===========================================================================

Invariant Inference for Static Checking:  An Empirical Evaluation

Possible points of discussion:

Size of programs
 * These programs are tiny -- 60-120 lines of code including the ADT and
   client.  The paper claims that verification is modular, so results on small
   programs should translate to larger ones that will be verified
   class-by-class.  Do we buy that?
 * It took 45+ minutes to prove these tiny programs free of null pointer
   exceptions and array bounds errors.  Is the verification technique so
   impractical as to be uninteresting?
 * No success on the QueueAr program means the experimenters totally
   screwed up with their pilot experiments.  Maybe they should have spent
   more than 5 minutes writing the test suite.
 * The experimenters probably should have used more different test suites,
   rather than ones that ended up being statistically insignificantly
   different.  If a great test suite would have reduced the time spent to
   0, then the researchers should have been able to find a test suite that
   would have reduced thetime spent in half.

Demographics table should have been for 33, not 39, participants.

Are the artificially constrained test suites compelling?
(It's the main research question.)
Should participants just have spent the 30 minutes to create a better test suite?

Design:
 * Randomized partial factorial design (also known as fractional
   factorial design).  Introduces possible confounds between a main effect and
   an interaction effect.  Shouldn't the paper have told us the actual
   fractional design?
 * "Participants could be assigned the same treatment on both trials.":
   Is that a good or a bad choice?

Statistical significance:
 * many differences that are not statistically significant are not reported
   -- not even means, which may be (correctly or misleadingly) suggestive.
   (We get a few details dribbled out elsewhere, such as section 4.4 saying
   that Daikon recall was 83% but Houdini recall was 100%, yet these were
   not statistically significant.)
   Is that a good or a bad choice?
 * p = .10 significance level.  There's nothing magical about p=.05, but it
   is the standard.  Why use p=.10?

Key measure is success at the task.  For users who are not successful, do
you buy the usefulness of precision and recall, and their definitions?

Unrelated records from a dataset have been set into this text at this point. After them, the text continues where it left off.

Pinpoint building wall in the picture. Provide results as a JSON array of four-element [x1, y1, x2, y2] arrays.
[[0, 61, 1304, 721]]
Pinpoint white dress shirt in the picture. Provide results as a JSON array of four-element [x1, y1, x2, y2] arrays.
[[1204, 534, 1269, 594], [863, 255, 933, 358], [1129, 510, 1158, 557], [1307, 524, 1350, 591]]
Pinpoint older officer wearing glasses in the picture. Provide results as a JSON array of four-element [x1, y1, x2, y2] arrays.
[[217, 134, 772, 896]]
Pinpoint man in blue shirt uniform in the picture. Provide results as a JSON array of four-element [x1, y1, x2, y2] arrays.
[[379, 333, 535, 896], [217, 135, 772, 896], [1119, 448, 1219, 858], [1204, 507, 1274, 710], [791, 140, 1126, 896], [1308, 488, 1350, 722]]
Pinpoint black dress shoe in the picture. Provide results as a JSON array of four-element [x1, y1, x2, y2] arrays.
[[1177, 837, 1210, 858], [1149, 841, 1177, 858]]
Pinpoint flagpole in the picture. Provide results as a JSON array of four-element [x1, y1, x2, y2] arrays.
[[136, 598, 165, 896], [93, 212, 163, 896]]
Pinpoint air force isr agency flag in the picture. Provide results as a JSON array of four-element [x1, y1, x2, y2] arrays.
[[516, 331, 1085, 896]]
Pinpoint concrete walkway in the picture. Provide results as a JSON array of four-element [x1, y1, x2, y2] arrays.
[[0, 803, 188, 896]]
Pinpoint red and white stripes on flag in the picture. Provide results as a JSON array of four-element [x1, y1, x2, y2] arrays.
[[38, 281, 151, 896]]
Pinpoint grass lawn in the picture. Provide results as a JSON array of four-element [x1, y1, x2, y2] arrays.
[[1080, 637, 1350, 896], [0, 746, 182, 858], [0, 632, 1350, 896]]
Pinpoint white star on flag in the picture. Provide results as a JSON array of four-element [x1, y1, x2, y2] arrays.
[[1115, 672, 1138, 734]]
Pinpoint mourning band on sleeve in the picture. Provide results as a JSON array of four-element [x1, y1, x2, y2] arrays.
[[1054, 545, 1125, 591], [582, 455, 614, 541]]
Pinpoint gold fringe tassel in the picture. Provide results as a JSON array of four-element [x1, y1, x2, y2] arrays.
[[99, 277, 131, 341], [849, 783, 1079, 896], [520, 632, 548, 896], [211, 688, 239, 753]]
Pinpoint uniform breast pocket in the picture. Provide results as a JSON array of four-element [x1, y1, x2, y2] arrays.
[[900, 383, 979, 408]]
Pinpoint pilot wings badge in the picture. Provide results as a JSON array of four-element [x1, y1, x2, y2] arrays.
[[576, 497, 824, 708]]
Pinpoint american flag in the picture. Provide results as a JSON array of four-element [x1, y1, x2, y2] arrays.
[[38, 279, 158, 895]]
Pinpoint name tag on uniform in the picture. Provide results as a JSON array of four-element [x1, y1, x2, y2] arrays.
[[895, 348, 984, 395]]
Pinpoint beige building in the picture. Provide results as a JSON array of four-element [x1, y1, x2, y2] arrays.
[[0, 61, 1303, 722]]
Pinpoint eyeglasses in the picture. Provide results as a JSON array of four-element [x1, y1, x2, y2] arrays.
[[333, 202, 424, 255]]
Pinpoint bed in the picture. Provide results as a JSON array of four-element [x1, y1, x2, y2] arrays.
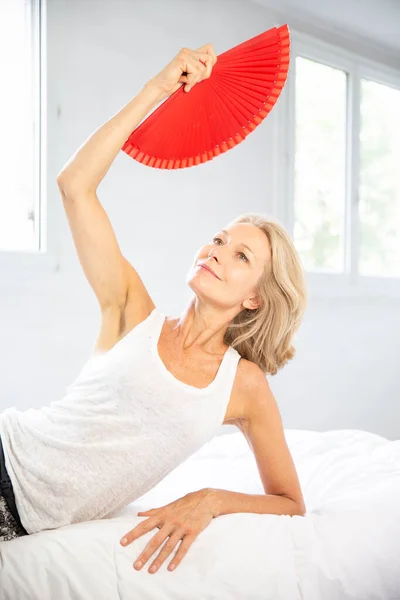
[[0, 429, 400, 600]]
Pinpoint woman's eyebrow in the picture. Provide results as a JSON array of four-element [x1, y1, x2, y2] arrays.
[[221, 229, 255, 256]]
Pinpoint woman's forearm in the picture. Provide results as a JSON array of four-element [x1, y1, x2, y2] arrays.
[[57, 82, 164, 190]]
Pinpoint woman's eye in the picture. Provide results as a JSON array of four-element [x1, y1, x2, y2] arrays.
[[213, 238, 249, 262]]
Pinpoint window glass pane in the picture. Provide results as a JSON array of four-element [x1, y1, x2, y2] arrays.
[[359, 79, 400, 277], [293, 56, 347, 272], [0, 0, 36, 251]]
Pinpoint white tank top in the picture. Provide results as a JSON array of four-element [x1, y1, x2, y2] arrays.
[[0, 308, 240, 533]]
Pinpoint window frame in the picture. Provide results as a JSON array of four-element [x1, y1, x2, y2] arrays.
[[0, 0, 60, 288], [274, 28, 400, 298]]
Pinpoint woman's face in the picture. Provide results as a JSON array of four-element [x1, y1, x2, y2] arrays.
[[186, 223, 270, 312]]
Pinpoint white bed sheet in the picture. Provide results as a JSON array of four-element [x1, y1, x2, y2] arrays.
[[0, 429, 400, 600]]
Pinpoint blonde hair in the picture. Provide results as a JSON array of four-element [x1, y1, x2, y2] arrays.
[[224, 213, 308, 375]]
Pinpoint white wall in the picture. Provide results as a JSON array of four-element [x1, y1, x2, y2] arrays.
[[0, 0, 400, 439]]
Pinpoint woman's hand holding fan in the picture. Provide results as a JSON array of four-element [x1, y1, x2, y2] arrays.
[[147, 44, 217, 100], [122, 25, 290, 169]]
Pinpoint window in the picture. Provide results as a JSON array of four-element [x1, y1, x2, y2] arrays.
[[277, 31, 400, 297], [0, 0, 57, 284], [359, 79, 400, 277], [294, 56, 347, 272]]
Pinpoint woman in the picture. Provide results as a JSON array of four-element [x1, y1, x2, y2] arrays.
[[0, 44, 306, 541]]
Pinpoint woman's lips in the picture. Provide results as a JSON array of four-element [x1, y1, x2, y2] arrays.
[[200, 265, 219, 279]]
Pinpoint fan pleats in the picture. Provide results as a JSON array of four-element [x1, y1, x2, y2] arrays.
[[122, 25, 290, 169]]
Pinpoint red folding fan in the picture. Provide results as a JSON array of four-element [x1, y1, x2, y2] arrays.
[[122, 25, 290, 169]]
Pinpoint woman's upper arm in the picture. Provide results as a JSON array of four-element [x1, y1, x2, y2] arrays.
[[59, 182, 149, 310]]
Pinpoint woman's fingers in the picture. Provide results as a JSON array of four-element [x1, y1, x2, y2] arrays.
[[179, 52, 213, 91]]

This study took up to 3 hours of each participant's time.  That's long!
(No compensation either.)

Were the research questions clear?
 * Research questions are (implicitly) given at the beginning of each section
   that describes the results, which motivates why the metric is interesting.
 * In general, a controlled experiment is necessary if there is a controversy
   in the research community.  Absent a controversy, there isn't much need.
   The context of this paper is the deep skepticism of some researchers that
   an unsound, incomplete tool could be useful for a task, such as formal
   verification, that requires perfection:  any incorrectness in the
   user-written annotation means that the program cannot be verified.  The
   researchers' hypothesis was that people are resilient to being shown
   proposals that are incomplete and parts of which are incorrect.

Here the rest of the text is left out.